La tua carriera è di tutto rispetto, ti sei sempre sentito apprezzato dai fabrianesi o in qualche maniera ti aspettavi di più?

Ho dovuto praticamente lasciare la mia famiglia e quindi Fabriano prestissimo, dopo la terza media, ma pur rimanendo sempre legatissimo alla città e frequentandola spesso compatibilmente agli impegni professionali. Fabriano città non ha mai condiviso con me queste esperienze che tutto sommato potevano rendere tutti orgogliosi.

Possiamo tranquillamente dire che sei stato l’ultimo calciatore fabrianese ad arrivare agli apici nelle grandi squadre di serie A. Come mai è così difficile sfornare nuovi talenti nel nostro territorio?

Prima dell’arrivo del Fabriano Basket in serie A, alla fine degli anni ’70, la città era sicuramente calciofila. Tutti parlavano e si interessavano di calcio e la Fortitudo rappresentava un riferimento importante nel calcio fabrianese e marchigiano. La domenica pomeriggio lo stadio era molto frequentato dagli appassionati per vedere le gare interne del Fabriano Calcio. Poi, con il Fabriano Basket in serie A, il calcio fabrianese è rimasto a guardare quello che stava accadendo in città e non si è mai dato un vero obiettivo e un’organizzazione, in linea con i cambiamenti generazionali, che sono naturali. Il calcio a Fabriano è rimasto fermo agli anni ’70 e da allora, purtroppo, nessun ragazzino fabrianese è riuscito a coronare il sogno di diventare un calciatore professionista di alto livello. Oggi poi i ragazzini che giocano a calcio sono sempre meno rispetto al passato, non frequentano più la parrocchia ed i giardini per giocare a pallone ma preferiscono rimanere in casa con il cellulare in mano, per cui credo che se non riusciamo a coinvolgerli e a motivarli attraverso lo sport, con programmazioni e organizzazioni qualificate, sarà sempre più difficile trovare ragazzi talentuosi. Il territorio fabrianese poi è anche limitato geograficamente.

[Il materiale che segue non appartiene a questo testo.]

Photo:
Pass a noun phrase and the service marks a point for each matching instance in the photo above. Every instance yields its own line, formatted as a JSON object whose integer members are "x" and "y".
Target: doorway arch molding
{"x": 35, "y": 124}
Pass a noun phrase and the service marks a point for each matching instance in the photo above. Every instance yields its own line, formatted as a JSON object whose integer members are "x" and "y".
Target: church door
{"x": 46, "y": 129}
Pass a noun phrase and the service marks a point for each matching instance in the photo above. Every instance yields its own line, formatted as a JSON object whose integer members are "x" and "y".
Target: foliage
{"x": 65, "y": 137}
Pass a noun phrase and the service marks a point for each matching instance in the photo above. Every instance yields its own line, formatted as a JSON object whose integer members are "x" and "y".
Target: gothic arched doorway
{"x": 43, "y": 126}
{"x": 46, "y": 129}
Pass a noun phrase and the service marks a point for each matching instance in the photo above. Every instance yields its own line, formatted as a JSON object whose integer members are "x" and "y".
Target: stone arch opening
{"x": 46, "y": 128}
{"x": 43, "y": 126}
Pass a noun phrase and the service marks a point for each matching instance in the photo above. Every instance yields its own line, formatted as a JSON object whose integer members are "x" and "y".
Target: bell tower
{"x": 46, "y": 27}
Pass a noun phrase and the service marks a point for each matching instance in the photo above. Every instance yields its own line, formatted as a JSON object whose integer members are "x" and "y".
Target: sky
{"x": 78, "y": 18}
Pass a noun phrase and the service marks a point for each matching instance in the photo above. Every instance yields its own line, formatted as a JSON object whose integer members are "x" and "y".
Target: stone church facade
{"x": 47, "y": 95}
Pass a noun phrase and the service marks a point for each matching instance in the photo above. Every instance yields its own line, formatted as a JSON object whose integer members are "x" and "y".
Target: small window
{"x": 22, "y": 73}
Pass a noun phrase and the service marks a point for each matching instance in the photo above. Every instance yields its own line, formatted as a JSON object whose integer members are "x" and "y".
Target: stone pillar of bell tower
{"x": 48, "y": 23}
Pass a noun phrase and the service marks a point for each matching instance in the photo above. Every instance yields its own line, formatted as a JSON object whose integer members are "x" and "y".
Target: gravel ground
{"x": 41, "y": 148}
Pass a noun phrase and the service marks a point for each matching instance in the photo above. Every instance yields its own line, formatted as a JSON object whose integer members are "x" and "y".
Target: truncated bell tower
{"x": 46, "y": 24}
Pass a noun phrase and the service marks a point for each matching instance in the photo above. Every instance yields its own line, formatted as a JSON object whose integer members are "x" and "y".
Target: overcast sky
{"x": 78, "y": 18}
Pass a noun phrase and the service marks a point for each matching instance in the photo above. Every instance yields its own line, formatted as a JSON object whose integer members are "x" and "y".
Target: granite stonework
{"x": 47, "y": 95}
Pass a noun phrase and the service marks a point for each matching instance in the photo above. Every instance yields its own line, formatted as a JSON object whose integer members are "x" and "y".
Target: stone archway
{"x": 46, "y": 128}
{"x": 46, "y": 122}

Ripensando ai tuoi esordi, alla tua carriera e oggi a questo importante impegno ancora in serie A, come è cambiato, se è cambiato, Simone Giacchetta?

Non credo di essere cambiato nei valori che mi hanno sempre trasmesso i miei genitori ed i miei nonni sin da piccolo, piuttosto ho avuto una formazione diversa da quella di un ragazzo che nasce e cresce in un paese dell’entroterra. Il calcio mi ha dato la possibilità di crescere, di confrontarmi con molte persone e fare tantissime esperienze, non solo sportive. Lo sport ti regala tante gioie ma ti mette a dura prova, ti motiva, ti delude, ti illude ma ti offre ancora la possibilità di farcela. Sono tanti i sentimenti che si provano quotidianamente nello sport a livello professionistico, difficilmente si possono condividere in una vita “normale”, più tranquilla e serena.

Dovessi dare un consiglio ai giovani che desiderano realizzare il loro sogno nel mondo del calcio, in base alla tua esperienza, cosa gli diresti?

Inseguite i vostri sogni attraverso le capacità, le motivazioni ed il sorriso, che non dovrà mai mancare, altrimenti vinceranno sempre la difficoltà e l’incertezza. La mia esperienza di vita mi ha insegnato questo.